Omission of locality axiom in some definitions of sheafs

algebraic-geometrysheaf-theory

I'm currently reading about sheaf theory and am confused about possible conflicting definitions of a sheaf. The common one I've come across in courses on Algebraic Geometry and also on Wikipedia is the following:
Let $\mathcal{F}$ be a presheaf of sets on a topological space $X$, $\mathcal{F}$ is a sheaf if it fulfills two additional conditions:

  1. Locality: Let $U = \bigcup_i U_i$ be an open cover, $s, t \in \mathcal{F}(U)$ be sections such that $\rho_{U_i}(s) = \rho_{U_i}(t) \forall i$,then $s=t$
  2. Gluing: Let $U = \bigcup_i U_i$, $s_i \in \mathcal{F}(U_i)$ be sections such that $\rho_{U_i\cap U_j}(s_i) = \rho_{U_i\cap U_j}(s_j) \forall i,j$, then $\exists s \in \mathcal{F}(U)$ with $\rho_{U_i}(s) = s_i \forall i$

However on the stacks project, only the gluing condition is mentioned.

I was wondering if there was a reason for this discrepancy and would appreciate any help!

Best Answer

The stacks project requires the glued section $s$ to be unique!
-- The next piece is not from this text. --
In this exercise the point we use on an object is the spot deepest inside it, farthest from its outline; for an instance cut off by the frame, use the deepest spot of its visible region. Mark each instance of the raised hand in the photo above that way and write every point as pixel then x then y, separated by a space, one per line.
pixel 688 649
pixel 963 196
This uniqueness corresponds to the locality condition, because both $s$ and $t$ are gluings of the local sections $\rho_{U_i}(s) = \rho_{U_i}(t)$, so the uniqueness implies $s = t$.

Conversely, the locality condition implies uniqueness, because two different gluings would contradict the locality by restriction.